The Art Institute of Chicago displayed A Woman Walking in a Garden in an exhibit entitled "van Gogh and the Avant-Garde: The Modern Landscape." It was open from May to September in 2023. In the exhibit, van Gogh's work was among the works of other avante-garde artists of the time such as Georges Seurat, Paul Signac, Emile Bernard and Charles Angrand. The intention of the exhibit was to unite the works of the impressionists artists who were inspired by and painted the same Parisian countrysides and to illustrate how impactful a single location or inspiration can have on the trajectory and development of an individual artist's style and the growth of an artistic movement such as impressionism. The exhibit was well received for both the curation of works and the keen ability to display van Gogh in an exciting and unexplored way.

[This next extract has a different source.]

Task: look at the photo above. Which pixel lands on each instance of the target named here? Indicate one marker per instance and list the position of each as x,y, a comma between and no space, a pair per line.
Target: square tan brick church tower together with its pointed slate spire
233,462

Just after The Art Institute's exhibit closed, from October 2023 to January 2024, The Van Gogh Museum of Amsterdam displayed their exhibition including A Woman Walking in a Garden entitled "van Gogh along the Seine." The exhibit boasted an impressive display of exclusive works currently held in private collections that were loaned to the museum; 25+ works were located and borrowed from private collections, including A Woman Walking in a Garden. This exhibit's collection was groundbreaking as it reunited seven of the nine pieces from the three triptych's van Gogh created in Paris; all three pieces of the Riverbank in Clichy Triptych were displayed together for the first time.

These exhibits were the first time that van Gogh's works from the Parisian suburbs and surrounding the Seine were investigated and explored collectively and they were the first time that A Woman Walking in a Garden was displayed in exhibition. After the painting's public displays, A Woman Walking in a Garden was returned to its private owner.